Contractor John O’Dea makes a valid point in his July 18 column (“Earth First!’s vandals should be resisted”) in the Maine Sunday Telegram. Vandalism and trespassing with intent to do damage is illegal and should be dealt with by the law enforcement and legal systems. He should have stopped there.

He continues to utilize the power of the pen to tar any Maine citizen and environmental group opposing the industrialization of Maine’s mountaintops as being affiliated and sympathetic to these radicals’ tactics.

I don’t condone illegal activity, but such actions grow from citizens’ frustrations with public policies that seem to disregard concerns of the public.
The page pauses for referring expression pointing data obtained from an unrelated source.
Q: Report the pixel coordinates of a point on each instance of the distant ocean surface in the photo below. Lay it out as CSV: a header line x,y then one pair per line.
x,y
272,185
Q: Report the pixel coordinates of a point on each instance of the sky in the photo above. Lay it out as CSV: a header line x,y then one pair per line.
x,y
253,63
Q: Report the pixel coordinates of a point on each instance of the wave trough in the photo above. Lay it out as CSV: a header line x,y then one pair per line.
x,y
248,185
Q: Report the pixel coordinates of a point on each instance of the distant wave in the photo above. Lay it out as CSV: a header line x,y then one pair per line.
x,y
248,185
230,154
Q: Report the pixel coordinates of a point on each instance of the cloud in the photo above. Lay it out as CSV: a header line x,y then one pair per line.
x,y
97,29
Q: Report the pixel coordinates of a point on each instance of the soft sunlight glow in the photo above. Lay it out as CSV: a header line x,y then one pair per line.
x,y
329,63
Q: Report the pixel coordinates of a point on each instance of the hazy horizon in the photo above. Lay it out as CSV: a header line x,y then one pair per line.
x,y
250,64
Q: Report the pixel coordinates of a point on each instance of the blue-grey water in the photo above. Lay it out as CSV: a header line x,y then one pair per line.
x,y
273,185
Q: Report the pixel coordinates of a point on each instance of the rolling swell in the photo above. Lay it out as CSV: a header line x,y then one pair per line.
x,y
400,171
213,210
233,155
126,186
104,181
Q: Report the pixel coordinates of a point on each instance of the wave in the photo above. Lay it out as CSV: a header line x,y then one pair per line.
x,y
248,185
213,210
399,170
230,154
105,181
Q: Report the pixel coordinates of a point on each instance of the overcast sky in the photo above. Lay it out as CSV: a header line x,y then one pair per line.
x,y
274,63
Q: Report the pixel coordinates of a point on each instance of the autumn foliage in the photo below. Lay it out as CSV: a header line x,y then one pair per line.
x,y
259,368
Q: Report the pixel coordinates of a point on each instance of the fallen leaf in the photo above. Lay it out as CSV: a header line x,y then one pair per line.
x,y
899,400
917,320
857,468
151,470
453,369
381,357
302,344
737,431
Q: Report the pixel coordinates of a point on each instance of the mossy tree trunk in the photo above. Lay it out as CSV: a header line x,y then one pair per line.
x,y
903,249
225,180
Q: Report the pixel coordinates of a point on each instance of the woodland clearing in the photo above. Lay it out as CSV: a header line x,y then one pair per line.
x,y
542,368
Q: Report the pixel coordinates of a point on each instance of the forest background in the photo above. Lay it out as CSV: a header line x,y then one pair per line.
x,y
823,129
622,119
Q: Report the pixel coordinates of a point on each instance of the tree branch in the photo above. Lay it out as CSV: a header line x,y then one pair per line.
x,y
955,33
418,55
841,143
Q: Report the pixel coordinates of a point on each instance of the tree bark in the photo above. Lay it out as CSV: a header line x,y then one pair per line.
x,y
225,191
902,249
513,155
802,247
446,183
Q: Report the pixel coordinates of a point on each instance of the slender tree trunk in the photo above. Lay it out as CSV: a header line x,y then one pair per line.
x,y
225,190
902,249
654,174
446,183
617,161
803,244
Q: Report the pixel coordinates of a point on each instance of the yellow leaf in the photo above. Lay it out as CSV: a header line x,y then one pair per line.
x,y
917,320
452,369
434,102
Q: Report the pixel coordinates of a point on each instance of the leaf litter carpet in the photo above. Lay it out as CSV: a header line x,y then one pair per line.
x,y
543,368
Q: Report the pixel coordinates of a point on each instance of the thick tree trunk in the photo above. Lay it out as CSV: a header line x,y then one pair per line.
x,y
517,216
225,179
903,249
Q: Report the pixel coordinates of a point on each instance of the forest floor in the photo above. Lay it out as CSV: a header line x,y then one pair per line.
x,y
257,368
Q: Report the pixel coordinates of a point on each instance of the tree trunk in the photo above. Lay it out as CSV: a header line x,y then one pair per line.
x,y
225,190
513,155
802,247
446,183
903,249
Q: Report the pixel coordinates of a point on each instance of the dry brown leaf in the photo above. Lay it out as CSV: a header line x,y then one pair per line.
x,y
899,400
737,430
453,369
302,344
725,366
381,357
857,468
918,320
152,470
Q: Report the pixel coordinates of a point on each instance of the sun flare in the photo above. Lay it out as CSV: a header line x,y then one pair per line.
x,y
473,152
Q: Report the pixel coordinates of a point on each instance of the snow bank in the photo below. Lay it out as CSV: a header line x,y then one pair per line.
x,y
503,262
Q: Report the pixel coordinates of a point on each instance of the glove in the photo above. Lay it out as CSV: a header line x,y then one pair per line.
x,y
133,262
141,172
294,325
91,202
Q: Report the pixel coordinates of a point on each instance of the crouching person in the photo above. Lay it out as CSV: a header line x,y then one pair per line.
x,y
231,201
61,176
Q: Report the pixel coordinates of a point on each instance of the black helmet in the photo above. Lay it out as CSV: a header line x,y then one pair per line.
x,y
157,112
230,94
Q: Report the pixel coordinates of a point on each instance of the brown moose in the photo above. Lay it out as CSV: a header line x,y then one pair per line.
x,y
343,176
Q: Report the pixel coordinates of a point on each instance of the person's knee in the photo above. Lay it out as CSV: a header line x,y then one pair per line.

The Boston Tea Party, the Vietnam anti-war movement and the World War I veterans’ Bonus March are examples.

O’Dea will find most readers sympathetic to his justified concerns about illegal activities, but he then uses this sympathetic audience to infuse his column with the types of comments that spur these frustrations on the part of Maine citizens and Earth First! types.

“Earth First! and others of their ilk aren’t content to let policy matters be settled at the ballot box,” O’Dea writes. But the mountaintop industrialization was not determined by ballot and citizens had no vote. The expedited permitting process excludes or limits the previously required hearings and halves the judicial appeals.

That is the same type of narcissism that helps some folks justify chopping off their neighbor’s head because they don’t read the same holy book.

The less-than-subtle inference that Earth First! and all opponents of wind industrialization of our wilderness — and perhaps all environmentalists — are of the same ilk, and linking them to Islamic head-chopping terrorists, is despicable.

O’Dea should stick to his initial valid plea to deal with lawbreakers and shouldn’t use the readers’ sympathy with that issue to promote his industry with misleading numbers while attempting to align all opposition with Islamic decapitators.